J'inaugure mon blog avec ce très beau livre de Goliarda SAPIENZA,  "l'Art de la Joie"... Je pense que c'est avec lui que j'ai passé un de mes derniers et grands moments de lecture ... Déjà, le titre en dit long ... Sensualité, Volupté, Liberté ...



Un météore éblouissant, le livre d’une vie qui commence ainsi :  "Et voyez, me voici à quatre, cinq ans traînant un bout de bois immense dans un terrain boueux. Il n’y a pas d’arbres ni de maisons autour, il n’y a que la sueur due à l’effort de traîner ce corps dur et la brûlure aiguë des paumes blessées par le bois. Je m’enfonce dans la boue jusqu’aux chevilles mais je dois tirer, je ne sais pas pourquoi, mais je dois le faire. Laissons ce premier souvenir tel qu’il est : ça ne me convient pas de faire des suppositions ou d’inventer. Je veux vous dire ce qui a été sans rien altérer.
Donc, je traînais ce bout de bois ; et après l’avoir caché ou abandonné, j’entrai dans le grand trou du mur, que ne fermait qu’un voile noir couvert de mouches. Je me trouve à présent dans l’obscurité de la chambre où l’on dormait, où l’on mangeait pain et olives, pain et oignon. On ne cuisinait que le dimanche. Ma mère, les yeux dilatés par le silence, coud dans un coin. Elle ne parle jamais, ma mère. Ou elle hurle, ou elle se tait. Ses cheveux de lourd voile noir sont couverts de mouches. Ma sœur assise par terre la fixe de deux fentes sombres ensevelies dans la graisse. Toute la vie, du moins ce que dura leur vie, elle la suivit toujours en la fixant de cette façon.

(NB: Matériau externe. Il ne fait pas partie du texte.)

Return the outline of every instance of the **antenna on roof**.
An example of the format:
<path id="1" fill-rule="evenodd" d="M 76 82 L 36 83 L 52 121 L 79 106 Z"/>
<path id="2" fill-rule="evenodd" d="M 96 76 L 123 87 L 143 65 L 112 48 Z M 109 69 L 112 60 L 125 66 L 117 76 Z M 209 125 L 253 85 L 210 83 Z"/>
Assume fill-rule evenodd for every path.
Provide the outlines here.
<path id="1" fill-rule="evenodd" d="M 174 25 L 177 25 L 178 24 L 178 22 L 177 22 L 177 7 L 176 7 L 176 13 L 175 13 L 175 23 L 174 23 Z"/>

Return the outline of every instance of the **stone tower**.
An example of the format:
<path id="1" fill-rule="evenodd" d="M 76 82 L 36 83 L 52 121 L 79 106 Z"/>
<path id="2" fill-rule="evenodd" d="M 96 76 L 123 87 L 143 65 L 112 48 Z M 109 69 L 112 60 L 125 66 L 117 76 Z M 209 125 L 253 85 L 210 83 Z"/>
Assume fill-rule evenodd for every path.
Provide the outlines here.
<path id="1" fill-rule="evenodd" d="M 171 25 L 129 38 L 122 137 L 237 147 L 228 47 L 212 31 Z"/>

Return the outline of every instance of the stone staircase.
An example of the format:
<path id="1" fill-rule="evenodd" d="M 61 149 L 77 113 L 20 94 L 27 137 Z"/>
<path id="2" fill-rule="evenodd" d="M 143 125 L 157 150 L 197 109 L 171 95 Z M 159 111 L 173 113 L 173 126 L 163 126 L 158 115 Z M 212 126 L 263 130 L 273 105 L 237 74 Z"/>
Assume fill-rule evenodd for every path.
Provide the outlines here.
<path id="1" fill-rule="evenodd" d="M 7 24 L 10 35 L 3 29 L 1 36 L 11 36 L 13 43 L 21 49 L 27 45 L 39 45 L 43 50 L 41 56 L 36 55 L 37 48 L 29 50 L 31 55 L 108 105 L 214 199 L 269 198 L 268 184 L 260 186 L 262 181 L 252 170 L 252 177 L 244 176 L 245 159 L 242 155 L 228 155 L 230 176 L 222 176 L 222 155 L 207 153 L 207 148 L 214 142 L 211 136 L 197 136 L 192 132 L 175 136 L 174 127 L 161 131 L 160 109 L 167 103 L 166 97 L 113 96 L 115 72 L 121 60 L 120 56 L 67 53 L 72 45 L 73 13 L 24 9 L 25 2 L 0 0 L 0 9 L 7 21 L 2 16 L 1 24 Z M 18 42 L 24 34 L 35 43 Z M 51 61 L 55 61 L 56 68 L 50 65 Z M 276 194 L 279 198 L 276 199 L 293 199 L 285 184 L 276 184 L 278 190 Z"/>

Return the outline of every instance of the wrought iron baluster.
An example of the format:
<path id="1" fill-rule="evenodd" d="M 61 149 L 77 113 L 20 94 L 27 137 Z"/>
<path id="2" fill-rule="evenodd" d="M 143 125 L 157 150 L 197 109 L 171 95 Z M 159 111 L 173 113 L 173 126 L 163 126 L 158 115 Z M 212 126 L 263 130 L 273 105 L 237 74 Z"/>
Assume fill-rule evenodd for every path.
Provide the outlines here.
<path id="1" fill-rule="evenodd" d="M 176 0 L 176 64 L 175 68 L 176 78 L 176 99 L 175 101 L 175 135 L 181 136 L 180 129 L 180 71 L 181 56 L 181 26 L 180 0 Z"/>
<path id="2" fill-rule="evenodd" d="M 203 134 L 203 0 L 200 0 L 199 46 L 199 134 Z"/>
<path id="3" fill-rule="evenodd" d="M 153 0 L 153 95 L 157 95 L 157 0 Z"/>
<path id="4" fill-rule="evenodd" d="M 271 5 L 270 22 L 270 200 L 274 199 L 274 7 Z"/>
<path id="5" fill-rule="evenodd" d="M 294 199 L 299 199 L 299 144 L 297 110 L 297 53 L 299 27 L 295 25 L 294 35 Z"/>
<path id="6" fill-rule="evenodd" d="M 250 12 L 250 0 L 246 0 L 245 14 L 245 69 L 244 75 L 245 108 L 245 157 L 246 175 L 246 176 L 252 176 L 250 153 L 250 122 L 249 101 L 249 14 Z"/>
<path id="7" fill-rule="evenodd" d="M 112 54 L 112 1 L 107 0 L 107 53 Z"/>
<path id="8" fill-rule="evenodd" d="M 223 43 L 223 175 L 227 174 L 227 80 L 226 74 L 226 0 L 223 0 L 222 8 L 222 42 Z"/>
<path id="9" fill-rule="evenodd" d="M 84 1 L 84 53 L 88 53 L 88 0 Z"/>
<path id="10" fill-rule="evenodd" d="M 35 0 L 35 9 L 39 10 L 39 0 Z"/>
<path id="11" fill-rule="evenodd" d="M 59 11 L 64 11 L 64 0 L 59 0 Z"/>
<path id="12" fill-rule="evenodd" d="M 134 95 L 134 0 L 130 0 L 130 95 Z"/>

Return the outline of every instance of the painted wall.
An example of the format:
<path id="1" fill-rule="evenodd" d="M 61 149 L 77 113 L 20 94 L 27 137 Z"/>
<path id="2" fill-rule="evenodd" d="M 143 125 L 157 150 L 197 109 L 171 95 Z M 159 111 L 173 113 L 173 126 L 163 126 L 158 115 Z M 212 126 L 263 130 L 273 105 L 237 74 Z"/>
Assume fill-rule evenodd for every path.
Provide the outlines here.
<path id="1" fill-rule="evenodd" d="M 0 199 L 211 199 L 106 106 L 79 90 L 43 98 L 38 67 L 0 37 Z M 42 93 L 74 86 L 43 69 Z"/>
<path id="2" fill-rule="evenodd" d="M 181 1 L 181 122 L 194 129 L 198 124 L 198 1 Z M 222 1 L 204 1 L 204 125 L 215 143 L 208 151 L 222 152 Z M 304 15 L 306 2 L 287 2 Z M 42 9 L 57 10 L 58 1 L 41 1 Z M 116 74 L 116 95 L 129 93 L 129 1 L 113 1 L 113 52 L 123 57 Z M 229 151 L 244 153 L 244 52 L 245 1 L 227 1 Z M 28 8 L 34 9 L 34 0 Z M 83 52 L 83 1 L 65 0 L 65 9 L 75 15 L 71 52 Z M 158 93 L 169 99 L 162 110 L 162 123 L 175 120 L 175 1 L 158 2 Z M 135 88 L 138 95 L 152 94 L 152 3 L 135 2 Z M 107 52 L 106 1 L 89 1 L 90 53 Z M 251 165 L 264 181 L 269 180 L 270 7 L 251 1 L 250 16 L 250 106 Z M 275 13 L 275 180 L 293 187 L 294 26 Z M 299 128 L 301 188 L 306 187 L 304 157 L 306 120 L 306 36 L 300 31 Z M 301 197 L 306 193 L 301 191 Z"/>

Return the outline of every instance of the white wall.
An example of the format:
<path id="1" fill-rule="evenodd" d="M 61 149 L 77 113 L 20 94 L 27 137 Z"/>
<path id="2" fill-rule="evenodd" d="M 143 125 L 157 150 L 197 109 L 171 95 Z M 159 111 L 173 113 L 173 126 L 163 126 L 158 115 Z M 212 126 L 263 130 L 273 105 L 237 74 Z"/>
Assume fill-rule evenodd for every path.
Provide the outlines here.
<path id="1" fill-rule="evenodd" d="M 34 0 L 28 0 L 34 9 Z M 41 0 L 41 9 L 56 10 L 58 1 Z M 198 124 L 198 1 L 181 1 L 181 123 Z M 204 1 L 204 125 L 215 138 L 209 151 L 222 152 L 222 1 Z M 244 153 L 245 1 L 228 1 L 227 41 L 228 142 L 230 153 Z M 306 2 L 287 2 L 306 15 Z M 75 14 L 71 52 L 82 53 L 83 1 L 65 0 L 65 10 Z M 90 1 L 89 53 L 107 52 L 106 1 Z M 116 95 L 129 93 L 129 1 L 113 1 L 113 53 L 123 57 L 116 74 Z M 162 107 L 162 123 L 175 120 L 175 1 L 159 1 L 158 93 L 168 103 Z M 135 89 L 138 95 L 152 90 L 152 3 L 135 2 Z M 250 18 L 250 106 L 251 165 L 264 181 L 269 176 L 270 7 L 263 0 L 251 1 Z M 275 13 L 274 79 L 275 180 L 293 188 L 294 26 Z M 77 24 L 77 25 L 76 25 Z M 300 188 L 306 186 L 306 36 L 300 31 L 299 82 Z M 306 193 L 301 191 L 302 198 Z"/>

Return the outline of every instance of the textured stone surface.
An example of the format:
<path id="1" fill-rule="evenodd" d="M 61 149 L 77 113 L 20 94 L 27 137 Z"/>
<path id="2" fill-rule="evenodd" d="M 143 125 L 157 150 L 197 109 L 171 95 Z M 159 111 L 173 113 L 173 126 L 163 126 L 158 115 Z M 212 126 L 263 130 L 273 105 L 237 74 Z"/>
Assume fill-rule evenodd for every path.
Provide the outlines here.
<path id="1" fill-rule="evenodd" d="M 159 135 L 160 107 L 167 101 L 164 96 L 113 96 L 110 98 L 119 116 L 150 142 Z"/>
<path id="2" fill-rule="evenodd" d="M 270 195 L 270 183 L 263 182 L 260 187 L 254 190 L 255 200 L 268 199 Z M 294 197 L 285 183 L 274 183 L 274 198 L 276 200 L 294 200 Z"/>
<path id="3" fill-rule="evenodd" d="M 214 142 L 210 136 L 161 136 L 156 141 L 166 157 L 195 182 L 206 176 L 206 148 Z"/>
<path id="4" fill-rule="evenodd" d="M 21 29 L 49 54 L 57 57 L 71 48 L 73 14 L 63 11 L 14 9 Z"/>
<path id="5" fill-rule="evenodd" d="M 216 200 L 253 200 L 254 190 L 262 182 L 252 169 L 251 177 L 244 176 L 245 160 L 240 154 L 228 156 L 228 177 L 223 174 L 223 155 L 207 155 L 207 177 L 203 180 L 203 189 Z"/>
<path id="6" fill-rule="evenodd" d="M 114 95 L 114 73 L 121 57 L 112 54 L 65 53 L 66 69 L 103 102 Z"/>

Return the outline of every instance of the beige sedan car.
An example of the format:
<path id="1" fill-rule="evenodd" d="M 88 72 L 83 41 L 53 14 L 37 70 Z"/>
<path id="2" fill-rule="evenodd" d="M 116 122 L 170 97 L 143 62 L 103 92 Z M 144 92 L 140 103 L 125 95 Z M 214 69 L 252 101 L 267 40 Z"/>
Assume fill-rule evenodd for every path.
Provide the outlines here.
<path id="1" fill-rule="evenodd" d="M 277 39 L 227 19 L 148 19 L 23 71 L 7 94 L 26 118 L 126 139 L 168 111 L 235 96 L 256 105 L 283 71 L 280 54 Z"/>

Et si ma mère – chose rare – sortait, il fallait l’enfermer dans les cabinets, parce qu’elle refusait de se détacher d’elle. Et dans ces cabinets elle hurlait, elle s’arrachait les cheveux, elle se tapait la tête contre les murs jusqu’à ce qu’elle, ma mère, revienne, la prenne dans ses bras et la caresse sans rien dire.
  
Pendant des années je l’avais entendue hurler ainsi sans y faire attention, jusqu’au jour où, fatiguée de traîner ce bois, m’étant jetée par terre, je ressentis à l’entendre crier comme une douceur dans tout le corps. Douceur qui bientôt se transforma en frissons de plaisir, si bien que peu à peu, tous les jours je commençai à espérer que ma mère sorte pour pouvoir écouter, l’oreille à la porte des cabinets, et jouir de ces hurlements. Quand ça arrivait, je fermais les yeux et j’imaginais qu’elle se déchirait la chair, qu’elle se blessait. Et ce fut ainsi qu’en suivant mes mains poussées par les hurlements je découvris, en me touchant là d’où sort le pipi, que l’on éprouvait ainsi une jouissance plus grande qu’en mangeant le pain frais, les fruits. Ma mère disait que ma sœur Tina, “la croix que Dieu nous a justement envoyée à cause de la méchanceté de ton père”, avait vingt ans ; mais elle était grande comme moi, et si grosse qu’on aurait dit, si on avait pu lui enlever la tête, la malle toujours fermée de mon grand-père : “Un damné, plus encore que son fils…”, qui avait été marin. Quel métier c’était que celui de marin, je n’arrivais pas à le comprendre. Tuzzu disait que c’étaient des gens qui vivaient sur les bateaux et allaient sur la mer … mais qu’est-ce que c’était que la mer ? »
L'Art de la joie résiste à toute présentation. Roman d'apprentissage, il foisonne d'une multitude de vies. Roman des sens et de la sensualité, il ressuscite les élans politiques qui ont crevé le XXe siècle. Ancré dans une Sicile à la fois sombre et solaire, il se tend vers l'horizon des mers et des grandes villes européennes...



Il y a quelques mois j'ai pensé ouvrir un blog en mélangeant deux idées qui se sont télescopées dans ma tête et qui vont se télescoper sur le blog ...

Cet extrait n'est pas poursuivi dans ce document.